This is an incredibly tough time for everyone for many different reasons, and we’re all trying our best to adjust. In the business world, many companies are transitioning to a work from home mode of operations. Jokes about wearing pajamas all day aside, it can be a complex transition for teams to make.

I was inspired by the AFB’s fantastic post on making your online conferences and classes accessible. To contribute to the conversation, I wanted to cover a topic that’s critical and often overlooked – accessibility and working from home. As a visually impaired UserWay employee, I often work remotely.

Moving to a WFH setup takes time and consideration, which unfortunately for many hasn’t been possible in recent weeks. But that isn’t an excuse to make things inaccessible or to stop moving forward with your accessibility plans. Here are a few things you can do to make sure your remote employees have what they need.

Create Accessible Announcements

So many companies are sending out messages from CEOs and leadership to inspire and inform. Very few of these are being distributed in accessible formats. For one thing, closed captioning is a must. YouTube makes it simple to get an auto-generated caption that you can quickly and easily edit. You don’t need to publish the video on the platform, but you can download the transcript in a document and caption the video much more quickly.

Second, consider creating detailed transcripts for blind users. These include text descriptions of what is happening on the screen. That way, when they use a screen reader, they will get a description of what is happening on screen in the video. This is especially important if the video contains charts, images, or slides.

Offer Software Support

When I work in the office, I use a different OS than I do at home. That means the accessible tech I use in my work life isn’t necessarily something I need when I’m living my daily life. That’s probably true for many of your employees too.
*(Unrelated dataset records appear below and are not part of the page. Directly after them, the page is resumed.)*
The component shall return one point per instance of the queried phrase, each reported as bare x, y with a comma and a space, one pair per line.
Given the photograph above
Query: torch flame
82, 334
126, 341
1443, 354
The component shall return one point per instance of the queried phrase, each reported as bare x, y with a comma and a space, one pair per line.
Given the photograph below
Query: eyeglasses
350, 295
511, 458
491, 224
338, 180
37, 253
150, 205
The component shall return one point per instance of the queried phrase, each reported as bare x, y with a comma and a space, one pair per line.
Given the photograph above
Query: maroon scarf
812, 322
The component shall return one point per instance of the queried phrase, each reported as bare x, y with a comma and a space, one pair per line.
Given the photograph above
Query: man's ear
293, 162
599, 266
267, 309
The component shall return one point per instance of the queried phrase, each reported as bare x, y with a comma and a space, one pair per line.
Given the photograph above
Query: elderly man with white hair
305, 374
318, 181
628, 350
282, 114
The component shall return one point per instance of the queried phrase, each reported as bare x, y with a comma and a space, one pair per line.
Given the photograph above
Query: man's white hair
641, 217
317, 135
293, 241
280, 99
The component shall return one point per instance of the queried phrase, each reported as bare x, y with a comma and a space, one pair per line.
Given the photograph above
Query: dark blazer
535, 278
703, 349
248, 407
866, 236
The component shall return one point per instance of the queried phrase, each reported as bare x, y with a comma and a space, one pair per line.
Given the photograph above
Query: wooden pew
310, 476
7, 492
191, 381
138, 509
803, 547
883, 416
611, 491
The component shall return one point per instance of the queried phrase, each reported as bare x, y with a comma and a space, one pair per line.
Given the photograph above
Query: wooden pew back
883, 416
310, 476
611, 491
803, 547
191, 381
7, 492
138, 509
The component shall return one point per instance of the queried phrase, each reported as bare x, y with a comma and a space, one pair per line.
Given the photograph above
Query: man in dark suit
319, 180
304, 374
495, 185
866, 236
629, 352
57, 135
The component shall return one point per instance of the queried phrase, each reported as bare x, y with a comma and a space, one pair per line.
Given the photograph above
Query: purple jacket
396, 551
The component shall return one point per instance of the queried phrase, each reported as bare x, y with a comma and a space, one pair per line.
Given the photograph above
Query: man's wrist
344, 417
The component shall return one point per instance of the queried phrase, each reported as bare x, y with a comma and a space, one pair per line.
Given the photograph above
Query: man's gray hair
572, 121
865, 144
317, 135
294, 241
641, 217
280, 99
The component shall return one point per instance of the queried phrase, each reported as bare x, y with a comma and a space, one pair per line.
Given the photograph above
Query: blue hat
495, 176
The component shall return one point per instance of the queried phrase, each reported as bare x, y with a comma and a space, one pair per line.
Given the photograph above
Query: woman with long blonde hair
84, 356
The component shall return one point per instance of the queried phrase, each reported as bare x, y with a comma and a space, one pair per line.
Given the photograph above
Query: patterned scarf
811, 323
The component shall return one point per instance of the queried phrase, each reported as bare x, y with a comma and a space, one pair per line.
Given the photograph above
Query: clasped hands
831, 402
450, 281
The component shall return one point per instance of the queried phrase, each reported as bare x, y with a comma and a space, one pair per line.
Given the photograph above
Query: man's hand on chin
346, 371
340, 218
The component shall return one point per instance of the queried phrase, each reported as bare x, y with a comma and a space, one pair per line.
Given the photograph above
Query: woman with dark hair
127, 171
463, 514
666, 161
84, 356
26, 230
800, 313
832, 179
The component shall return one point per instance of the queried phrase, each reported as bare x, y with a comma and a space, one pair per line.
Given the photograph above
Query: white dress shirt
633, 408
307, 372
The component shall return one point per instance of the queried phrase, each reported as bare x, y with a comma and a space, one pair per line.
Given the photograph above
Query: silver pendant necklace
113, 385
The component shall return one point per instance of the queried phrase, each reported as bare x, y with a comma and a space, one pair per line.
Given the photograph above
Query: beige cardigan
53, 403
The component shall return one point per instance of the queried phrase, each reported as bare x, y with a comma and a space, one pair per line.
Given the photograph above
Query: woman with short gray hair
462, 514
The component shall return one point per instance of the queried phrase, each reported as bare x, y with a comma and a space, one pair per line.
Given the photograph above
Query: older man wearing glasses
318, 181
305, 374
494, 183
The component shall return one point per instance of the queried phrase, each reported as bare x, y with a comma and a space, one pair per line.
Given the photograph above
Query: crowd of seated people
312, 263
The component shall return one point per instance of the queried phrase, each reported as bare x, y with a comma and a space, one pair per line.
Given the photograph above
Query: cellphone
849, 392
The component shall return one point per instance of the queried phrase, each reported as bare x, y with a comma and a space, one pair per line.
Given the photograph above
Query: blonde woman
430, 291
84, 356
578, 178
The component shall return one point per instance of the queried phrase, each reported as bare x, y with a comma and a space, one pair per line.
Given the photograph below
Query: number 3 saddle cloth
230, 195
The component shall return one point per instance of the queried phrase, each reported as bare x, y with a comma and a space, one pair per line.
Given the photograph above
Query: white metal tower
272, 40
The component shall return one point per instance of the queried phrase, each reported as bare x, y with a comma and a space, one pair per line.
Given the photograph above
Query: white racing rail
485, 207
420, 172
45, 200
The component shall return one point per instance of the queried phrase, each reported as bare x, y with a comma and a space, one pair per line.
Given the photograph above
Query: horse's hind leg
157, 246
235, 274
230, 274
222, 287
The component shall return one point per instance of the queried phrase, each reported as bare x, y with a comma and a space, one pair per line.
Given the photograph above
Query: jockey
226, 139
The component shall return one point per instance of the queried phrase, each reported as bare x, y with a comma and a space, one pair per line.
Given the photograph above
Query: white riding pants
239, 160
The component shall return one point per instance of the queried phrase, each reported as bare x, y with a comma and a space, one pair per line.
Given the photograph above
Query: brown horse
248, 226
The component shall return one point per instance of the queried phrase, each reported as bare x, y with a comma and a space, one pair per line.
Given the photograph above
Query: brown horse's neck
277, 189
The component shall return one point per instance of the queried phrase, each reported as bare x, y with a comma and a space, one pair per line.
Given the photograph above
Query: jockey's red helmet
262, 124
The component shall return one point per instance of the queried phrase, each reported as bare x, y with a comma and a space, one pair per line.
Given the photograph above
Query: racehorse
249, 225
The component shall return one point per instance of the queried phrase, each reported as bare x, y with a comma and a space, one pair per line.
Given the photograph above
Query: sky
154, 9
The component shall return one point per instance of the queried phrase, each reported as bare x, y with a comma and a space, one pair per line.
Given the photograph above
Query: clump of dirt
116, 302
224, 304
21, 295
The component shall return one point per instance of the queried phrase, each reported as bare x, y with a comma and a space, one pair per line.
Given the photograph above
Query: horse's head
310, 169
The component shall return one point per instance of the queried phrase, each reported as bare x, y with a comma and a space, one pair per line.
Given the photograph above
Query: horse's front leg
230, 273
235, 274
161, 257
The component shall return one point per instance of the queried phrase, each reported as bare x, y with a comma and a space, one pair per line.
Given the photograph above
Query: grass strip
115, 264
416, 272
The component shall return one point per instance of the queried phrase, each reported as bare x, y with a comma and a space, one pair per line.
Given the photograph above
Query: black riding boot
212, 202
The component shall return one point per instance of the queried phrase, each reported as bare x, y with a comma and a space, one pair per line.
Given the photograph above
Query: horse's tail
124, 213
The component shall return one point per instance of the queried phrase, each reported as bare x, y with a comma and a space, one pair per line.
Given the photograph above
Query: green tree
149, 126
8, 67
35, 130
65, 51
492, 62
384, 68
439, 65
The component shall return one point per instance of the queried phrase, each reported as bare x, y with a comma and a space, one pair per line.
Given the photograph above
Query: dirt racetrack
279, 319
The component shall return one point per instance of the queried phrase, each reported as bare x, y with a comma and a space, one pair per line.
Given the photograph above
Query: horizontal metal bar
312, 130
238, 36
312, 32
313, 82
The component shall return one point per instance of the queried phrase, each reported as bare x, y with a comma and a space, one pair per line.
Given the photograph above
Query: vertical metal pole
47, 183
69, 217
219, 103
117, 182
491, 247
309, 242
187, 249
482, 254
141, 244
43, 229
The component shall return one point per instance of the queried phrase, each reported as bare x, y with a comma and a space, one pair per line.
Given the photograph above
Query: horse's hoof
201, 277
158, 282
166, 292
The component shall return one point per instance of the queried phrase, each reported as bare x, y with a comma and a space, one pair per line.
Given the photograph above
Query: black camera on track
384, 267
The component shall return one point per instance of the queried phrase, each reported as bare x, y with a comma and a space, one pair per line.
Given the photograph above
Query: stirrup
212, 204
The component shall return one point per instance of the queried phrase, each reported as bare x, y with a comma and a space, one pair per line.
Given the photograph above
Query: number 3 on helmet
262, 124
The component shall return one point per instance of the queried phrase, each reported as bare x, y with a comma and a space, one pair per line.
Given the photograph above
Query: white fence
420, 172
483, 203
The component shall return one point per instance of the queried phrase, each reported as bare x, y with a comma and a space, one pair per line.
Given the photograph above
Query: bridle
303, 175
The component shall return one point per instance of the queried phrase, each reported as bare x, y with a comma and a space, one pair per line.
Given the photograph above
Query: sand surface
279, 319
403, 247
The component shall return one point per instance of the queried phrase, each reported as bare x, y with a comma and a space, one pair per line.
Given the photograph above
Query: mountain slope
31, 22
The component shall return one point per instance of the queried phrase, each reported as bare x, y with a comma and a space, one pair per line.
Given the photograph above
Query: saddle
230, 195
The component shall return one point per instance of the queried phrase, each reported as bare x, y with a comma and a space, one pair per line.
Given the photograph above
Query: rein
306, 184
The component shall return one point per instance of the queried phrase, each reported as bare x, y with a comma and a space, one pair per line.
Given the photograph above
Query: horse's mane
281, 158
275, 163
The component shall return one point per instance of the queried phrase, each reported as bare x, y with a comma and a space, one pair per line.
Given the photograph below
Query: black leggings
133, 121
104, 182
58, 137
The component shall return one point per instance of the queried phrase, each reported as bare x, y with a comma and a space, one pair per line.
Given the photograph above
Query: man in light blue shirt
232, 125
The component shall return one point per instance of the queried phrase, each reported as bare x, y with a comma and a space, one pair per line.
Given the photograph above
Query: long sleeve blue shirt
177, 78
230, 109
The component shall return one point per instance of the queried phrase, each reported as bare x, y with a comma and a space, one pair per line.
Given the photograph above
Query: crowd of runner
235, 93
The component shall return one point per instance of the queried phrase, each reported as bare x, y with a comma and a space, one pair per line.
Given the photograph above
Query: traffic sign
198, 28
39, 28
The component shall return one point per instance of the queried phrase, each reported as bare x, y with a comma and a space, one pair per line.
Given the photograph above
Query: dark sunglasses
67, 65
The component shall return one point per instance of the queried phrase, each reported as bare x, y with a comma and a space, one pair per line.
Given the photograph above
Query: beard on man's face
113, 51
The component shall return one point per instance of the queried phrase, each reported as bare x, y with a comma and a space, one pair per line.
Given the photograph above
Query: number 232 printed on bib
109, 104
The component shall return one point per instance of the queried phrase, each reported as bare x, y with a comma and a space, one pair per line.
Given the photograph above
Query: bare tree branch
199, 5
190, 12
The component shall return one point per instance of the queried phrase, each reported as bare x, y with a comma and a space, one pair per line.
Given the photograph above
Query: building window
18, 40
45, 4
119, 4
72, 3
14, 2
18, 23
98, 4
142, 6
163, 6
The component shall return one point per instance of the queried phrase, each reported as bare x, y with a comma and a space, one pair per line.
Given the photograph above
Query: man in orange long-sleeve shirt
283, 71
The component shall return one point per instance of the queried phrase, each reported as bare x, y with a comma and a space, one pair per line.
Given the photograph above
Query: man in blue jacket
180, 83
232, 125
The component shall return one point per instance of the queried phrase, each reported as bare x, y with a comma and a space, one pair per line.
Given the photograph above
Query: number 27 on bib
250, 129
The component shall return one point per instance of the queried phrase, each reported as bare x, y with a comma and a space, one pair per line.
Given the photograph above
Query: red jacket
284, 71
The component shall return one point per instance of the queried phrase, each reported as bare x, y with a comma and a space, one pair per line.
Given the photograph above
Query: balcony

If they’re using a personal computer while they work from home, they might not be familiar with the accessibility settings they need to get their work done. If possible, have your tech team on hand for office hours where they can help disabled users access the accommodations they need to complete their work comfortably.

Evaluate Your Content

While you’re working from home, it’s a good time to evaluate your internal digital content. Put yourself in the users’ shoes and see how the content works (or doesn’t). Try things like checking the color contrast, having your site read aloud to you with a screen reader, and filling out an internal form like a purchase request using just your keyboard to navigate. Can you achieve your goals without frustration? If you can’t, many of your employees can’t either.

Often, people forget that internal wikis, intranets, and employee resources need to be accessible. Now that it’s just you and your computer, it’s time to figure out how to fix that.

However you move forward, please do keep accessibility in mind. Your workforce did not suddenly forget they require specific tools, even if they had to leave their accessible setup in the office. Make sure to check-in, get creative with solutions, and take the time to be there as your employees adjust as well. We sincerely hope you stay safe and healthy during this time.